Well, those are the two, my two most recent legislative initiatives. Were it not for these, I doubt that I'd be running for reelection, because all the rest of it is getting to be sort of old hat. But improving the fiscal environment is something that I take it the National Chamber approves.
Question from the floor: It seems to me that the budget proposal of an Executive agency should be kept within the Administration until it becomes an Administration position. What are your views?
Senator MUSKIE. Well, I don't see why it should. After all, the Executive has access to all of the reports that the Senate committees send to the Budget Committee, and they made political hay of it. For instance, this year the cumulative requests of Senate committees were $28 billion in excess of what we finally approved. Nobody took issue with the fact that the difference of $28 billion represented insensitivity to the part the Budget Committee plays. But we ourselves made that information public so that people would know what choices we made.

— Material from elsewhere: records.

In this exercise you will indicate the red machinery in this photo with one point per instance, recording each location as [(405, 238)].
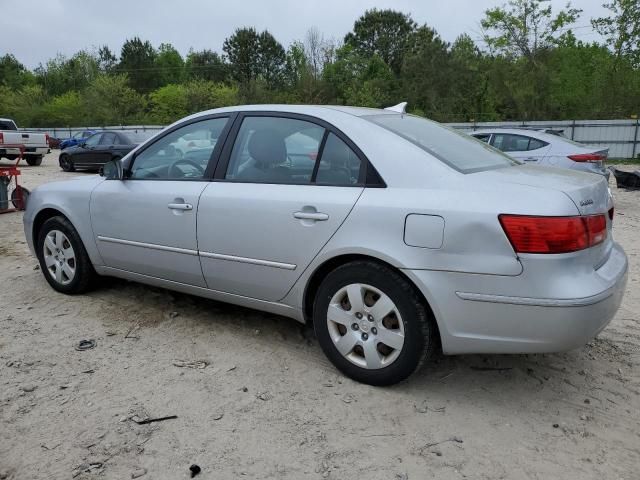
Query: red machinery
[(9, 183)]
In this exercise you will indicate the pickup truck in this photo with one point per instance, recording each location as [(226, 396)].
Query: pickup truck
[(36, 144)]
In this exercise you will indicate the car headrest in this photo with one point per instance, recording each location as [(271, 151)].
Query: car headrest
[(267, 148)]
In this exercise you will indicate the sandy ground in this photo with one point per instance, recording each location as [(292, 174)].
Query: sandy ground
[(267, 404)]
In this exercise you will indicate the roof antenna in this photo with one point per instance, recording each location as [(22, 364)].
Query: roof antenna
[(400, 108)]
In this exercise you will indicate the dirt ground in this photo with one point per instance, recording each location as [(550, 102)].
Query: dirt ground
[(255, 397)]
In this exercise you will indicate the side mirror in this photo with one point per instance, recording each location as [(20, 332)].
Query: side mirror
[(112, 170)]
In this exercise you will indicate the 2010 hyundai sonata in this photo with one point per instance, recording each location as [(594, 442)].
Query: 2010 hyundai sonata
[(390, 233)]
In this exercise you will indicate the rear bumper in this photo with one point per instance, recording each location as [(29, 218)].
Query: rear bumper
[(485, 320)]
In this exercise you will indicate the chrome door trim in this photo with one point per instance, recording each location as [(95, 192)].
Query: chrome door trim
[(152, 246), (252, 261)]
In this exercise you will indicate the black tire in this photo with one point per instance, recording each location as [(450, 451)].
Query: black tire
[(85, 275), (34, 161), (20, 202), (66, 164), (420, 331)]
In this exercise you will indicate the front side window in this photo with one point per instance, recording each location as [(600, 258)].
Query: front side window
[(275, 150), (178, 155), (456, 149)]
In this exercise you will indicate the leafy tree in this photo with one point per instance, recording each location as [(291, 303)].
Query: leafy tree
[(107, 61), (112, 101), (622, 29), (206, 65), (384, 33), (242, 50), (12, 73), (526, 27), (170, 65), (137, 61)]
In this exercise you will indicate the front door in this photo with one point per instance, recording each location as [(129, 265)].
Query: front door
[(287, 186), (146, 223)]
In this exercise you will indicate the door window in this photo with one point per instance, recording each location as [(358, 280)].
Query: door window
[(339, 165), (108, 139), (93, 140), (275, 150), (511, 143), (181, 155)]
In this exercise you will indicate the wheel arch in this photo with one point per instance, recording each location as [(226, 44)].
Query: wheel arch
[(322, 270)]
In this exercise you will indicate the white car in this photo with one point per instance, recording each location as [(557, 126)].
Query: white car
[(36, 145), (544, 148)]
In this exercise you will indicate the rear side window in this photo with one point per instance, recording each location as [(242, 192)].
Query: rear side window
[(275, 150), (339, 165), (456, 149)]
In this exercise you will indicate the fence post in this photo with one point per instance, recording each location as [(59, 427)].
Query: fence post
[(635, 139)]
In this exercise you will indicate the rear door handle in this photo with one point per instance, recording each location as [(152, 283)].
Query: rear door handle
[(316, 216), (180, 206)]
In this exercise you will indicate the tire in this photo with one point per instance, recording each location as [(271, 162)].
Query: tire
[(84, 275), (370, 360), (34, 161), (66, 164), (20, 203)]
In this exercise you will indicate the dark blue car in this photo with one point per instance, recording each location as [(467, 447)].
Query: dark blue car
[(76, 138)]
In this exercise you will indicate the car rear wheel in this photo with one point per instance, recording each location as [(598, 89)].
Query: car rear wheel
[(66, 164), (34, 161), (63, 258), (372, 323)]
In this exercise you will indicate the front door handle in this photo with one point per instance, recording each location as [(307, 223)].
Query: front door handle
[(180, 206), (315, 216)]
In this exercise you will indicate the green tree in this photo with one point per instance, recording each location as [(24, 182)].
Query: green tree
[(170, 65), (137, 61), (526, 27), (206, 65), (622, 29), (12, 73), (384, 33), (112, 101)]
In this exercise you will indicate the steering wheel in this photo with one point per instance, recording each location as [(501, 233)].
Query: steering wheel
[(174, 166)]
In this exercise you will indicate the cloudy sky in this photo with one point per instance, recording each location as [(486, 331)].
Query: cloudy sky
[(35, 30)]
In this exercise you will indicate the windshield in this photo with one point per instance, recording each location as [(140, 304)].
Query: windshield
[(456, 149)]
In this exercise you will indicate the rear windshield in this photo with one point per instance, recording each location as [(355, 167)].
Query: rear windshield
[(456, 149), (138, 136), (7, 125)]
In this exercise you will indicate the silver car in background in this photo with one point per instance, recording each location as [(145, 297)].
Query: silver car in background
[(546, 148), (391, 234)]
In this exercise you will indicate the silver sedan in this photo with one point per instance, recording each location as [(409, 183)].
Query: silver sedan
[(391, 234)]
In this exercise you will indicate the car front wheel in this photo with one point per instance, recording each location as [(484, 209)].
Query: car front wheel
[(372, 323), (63, 258)]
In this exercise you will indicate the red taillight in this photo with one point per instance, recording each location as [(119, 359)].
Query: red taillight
[(553, 234), (588, 157)]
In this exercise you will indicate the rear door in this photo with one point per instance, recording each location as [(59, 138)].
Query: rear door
[(283, 187), (146, 223)]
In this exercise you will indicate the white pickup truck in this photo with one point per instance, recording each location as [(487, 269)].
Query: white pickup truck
[(36, 144)]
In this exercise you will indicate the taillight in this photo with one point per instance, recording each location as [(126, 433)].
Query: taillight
[(553, 234), (588, 157)]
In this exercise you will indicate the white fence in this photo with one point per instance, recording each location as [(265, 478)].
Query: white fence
[(621, 136)]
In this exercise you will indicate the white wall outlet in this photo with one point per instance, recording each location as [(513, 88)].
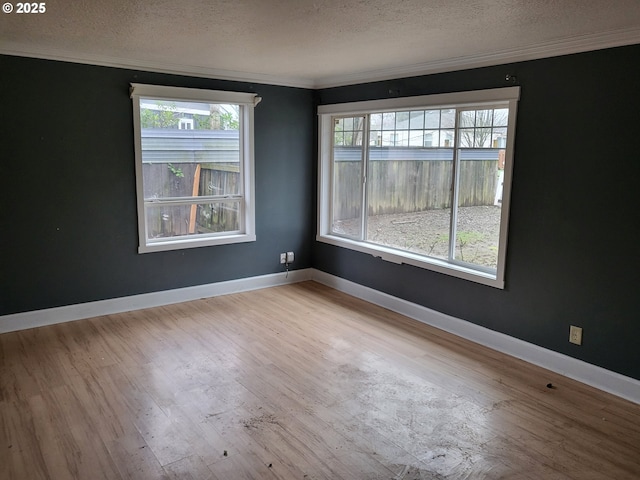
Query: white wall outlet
[(575, 335)]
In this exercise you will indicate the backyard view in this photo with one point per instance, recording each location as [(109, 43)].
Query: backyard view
[(419, 188), (191, 168)]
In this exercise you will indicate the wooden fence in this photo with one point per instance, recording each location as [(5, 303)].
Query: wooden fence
[(403, 186), (183, 180)]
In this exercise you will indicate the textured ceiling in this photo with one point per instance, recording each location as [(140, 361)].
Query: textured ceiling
[(316, 43)]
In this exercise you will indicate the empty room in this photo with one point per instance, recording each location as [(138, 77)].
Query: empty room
[(320, 240)]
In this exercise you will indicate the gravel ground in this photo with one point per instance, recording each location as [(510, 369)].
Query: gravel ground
[(428, 233)]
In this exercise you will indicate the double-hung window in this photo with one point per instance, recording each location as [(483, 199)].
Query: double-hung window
[(421, 180), (194, 166)]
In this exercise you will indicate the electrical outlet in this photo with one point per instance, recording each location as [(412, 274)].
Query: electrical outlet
[(575, 335)]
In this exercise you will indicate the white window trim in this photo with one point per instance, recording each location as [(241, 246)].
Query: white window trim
[(459, 99), (247, 100)]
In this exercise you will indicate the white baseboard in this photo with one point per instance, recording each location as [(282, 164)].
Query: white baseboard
[(68, 313), (620, 385), (612, 382)]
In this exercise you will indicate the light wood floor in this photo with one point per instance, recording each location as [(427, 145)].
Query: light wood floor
[(293, 382)]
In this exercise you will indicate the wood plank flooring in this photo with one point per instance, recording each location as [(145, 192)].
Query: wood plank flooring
[(293, 382)]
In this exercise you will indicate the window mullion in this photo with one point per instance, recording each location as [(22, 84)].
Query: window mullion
[(365, 173), (455, 180)]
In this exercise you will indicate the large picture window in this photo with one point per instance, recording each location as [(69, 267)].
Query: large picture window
[(194, 166), (421, 180)]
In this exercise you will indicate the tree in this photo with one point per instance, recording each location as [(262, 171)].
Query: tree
[(164, 117)]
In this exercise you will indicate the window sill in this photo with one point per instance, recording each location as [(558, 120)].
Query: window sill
[(400, 257), (179, 244)]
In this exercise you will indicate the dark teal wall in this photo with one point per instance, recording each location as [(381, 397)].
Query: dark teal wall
[(572, 250), (68, 197), (70, 228)]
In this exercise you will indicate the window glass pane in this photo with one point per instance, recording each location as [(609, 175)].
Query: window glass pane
[(186, 145), (402, 120), (467, 118), (482, 137), (432, 119), (416, 138), (499, 138), (388, 138), (484, 118), (431, 138), (375, 120), (402, 138), (347, 185), (389, 121), (446, 138), (466, 137), (416, 120), (500, 117), (375, 137), (171, 180), (409, 200), (169, 220), (447, 118), (479, 208)]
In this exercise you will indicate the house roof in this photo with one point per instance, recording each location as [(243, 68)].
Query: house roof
[(315, 43)]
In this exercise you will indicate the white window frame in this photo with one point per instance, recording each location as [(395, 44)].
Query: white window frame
[(447, 100), (247, 102)]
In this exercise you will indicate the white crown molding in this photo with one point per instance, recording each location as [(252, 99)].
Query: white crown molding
[(600, 378), (45, 53), (563, 46)]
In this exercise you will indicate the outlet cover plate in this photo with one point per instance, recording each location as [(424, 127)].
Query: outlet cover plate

The whole objective is to let the Congress and the public also know what choices the President makes when he evaluates agency requests and cuts them back. It seems to me that is a way to establish a firmer base for the President's budget than otherwise. We all know he has to make choices. We all know he has to say "no"to somebody. That he may say "yes" to some people who ought to get a "no." We have to do the same thing. I think that the success of the budget process in the Congress is dependent upon its openness. We never have a closed meeting. Every discussion, every decision and every vote is made with the press in the room. So if we can survive this process in the chaos that some people see the Congress as, it seems that the President can.
The question is controversial. The Administration argues that it ought to be free to make its decisions in confidence, that if this information is released the President would be subject then to the pressures of all the lobbyists whose interests are involved in the recommendations of the agencies. Well, nobody knows the pressures of the lobbies better than me.
But has it done any harm, really? It's a good way to stiffen your backbone.